If you have played any tower defense game before, or even seen someone playing a tower defense game once, then you probably have a pretty good idea of what to expect from Monsters. If you’re looking for a game that’s going to revolutionize the genre, you aren’t going to find it here, but that’s not necessarily a bad thing.
They just went ahead and made the best damn tower defense game money can buy, and filled it to bursting with enough map and game modes to keep you busy for the foreseeable future. It’s also hard. It’s really fucking hard. You’ll have to forgive me because I’ve never played a PixelJunk game before. I have no idea what’s changed in this version of Monsters.
Now, the reason the PixelJunk games have flown under my radar is because I assumed that the PixelJunk games were these kinds of inherently disposable downloadable titles, that exist to make quick cash off the kind of people who would buy something like the Vita to play cellphone games.

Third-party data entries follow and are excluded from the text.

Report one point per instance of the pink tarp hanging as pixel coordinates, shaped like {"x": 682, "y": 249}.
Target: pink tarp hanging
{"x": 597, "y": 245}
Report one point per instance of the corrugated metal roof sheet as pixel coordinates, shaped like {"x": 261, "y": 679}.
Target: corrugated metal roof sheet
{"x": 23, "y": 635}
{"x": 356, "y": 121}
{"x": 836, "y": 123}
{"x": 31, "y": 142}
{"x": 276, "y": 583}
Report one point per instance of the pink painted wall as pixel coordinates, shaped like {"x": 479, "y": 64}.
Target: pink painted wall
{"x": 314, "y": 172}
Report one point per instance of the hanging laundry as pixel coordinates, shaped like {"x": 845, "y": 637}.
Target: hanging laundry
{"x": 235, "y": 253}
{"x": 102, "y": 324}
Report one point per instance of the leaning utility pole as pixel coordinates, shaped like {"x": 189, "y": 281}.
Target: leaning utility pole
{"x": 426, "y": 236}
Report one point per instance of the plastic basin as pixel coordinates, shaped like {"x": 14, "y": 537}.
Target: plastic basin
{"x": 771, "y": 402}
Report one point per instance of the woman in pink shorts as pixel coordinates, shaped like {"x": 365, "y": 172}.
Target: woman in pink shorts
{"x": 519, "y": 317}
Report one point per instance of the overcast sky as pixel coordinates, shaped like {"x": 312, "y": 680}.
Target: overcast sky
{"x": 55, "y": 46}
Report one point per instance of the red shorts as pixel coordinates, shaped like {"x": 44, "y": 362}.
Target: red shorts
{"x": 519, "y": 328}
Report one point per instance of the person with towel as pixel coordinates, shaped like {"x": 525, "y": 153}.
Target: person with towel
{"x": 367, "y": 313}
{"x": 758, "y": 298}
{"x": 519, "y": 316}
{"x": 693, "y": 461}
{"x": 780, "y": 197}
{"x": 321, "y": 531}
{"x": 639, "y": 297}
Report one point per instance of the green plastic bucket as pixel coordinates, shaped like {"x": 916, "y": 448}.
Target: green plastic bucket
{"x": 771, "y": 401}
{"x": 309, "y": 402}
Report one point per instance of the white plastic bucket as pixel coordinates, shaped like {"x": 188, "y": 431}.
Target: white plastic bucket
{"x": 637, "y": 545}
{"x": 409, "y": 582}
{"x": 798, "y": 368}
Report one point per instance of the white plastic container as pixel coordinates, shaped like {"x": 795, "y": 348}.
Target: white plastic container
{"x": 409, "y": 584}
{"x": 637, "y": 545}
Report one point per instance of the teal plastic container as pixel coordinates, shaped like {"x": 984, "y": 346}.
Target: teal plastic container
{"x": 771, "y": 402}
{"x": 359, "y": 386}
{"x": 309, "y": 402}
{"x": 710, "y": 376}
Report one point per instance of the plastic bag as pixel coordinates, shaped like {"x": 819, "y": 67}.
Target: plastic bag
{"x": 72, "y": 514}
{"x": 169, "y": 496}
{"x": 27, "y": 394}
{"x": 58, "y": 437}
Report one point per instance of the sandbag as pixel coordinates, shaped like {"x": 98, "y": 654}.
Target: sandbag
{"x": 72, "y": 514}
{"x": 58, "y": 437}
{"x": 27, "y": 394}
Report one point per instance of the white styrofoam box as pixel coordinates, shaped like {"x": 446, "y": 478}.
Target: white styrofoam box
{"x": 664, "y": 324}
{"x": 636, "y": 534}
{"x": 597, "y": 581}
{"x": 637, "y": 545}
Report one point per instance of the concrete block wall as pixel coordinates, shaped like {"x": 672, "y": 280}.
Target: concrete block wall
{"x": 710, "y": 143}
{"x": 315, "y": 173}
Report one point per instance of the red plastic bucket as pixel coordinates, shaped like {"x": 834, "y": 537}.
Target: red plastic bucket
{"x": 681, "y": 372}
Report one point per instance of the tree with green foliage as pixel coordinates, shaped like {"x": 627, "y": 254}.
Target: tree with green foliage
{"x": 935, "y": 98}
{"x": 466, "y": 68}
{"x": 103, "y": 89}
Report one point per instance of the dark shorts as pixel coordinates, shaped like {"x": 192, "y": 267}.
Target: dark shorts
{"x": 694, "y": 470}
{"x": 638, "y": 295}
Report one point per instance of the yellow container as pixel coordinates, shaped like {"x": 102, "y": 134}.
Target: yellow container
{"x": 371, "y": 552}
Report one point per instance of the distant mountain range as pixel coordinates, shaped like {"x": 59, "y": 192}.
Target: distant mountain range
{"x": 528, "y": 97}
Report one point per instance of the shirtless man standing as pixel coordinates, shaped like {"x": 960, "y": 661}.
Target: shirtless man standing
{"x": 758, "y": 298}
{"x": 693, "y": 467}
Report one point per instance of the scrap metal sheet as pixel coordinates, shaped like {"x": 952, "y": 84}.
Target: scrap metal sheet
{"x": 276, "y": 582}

If PixelJunk Monsters Ultimate HD is any indication of the quality of its predecessors then Pixel Junk games are nothing if not hardcore. In fact, this game’s core is made of diamonds. It’s the Ninja Gaiden of tower defense games, and I have done myself a disservice by ignoring it until now. To be fair, Monsters does nothing to try to convince you it is anything other than some kind of casual coffee break game.
It offers no apparent narrative, and the art style offers nothing particularly unique or memorable, and normally this would be a problem. It’s the thing that turned me off to the game in the first place, but this game is a bit like an elderly Kung-Fu master. It doesn’t have time to tell you a story or impress you with its good looks. Monsters is as old school as it gets.
It only has time to kick your ass, and it will kick your ass. Whereas other games allow you to progress when you merely finish a level, this game only tolerates your imperfection to a point. After a few levels the game will demand you go back to the levels you previously completed and complete them again. This time you need to do it right, and not let a single enemy past your tower defense.
When you have learned how to beat the level properly then you earn a rainbow, and once you have enough rainbows then you have earned the privilege of continuing the game. You can go ahead and try playing the game on the “casual” difficulty if you get stuck, but know now that any rainbows earned on casual difficulty will have little rain clouds under them.
The rainbows still count and you’ll be allowed to continue on, but the game still wants you to know that it thinks you’re a pansy. Rain cloud rainbows are like participation trophies, everyone knows they don’t count, and no one really wants them. Completing levels on the regular difficulty also unlocks levels in challenge mode – which, as the name would imply, is a yet even more difficult mode. It asks you to complete levels under certain conditions, like not allowing you to purchase upgrades.
Rainbows are serious business. PixelJunk Monsters Ultimate HD is an incredibly frustrating game, but it’s a good kind of frustrating. When I lose, I feel like it was my fault, and generally manage to learn from the mistake. It’s incredibly rewarding to overcome genuine challenge in a video game, and it’s something we haven’t had enough of lately.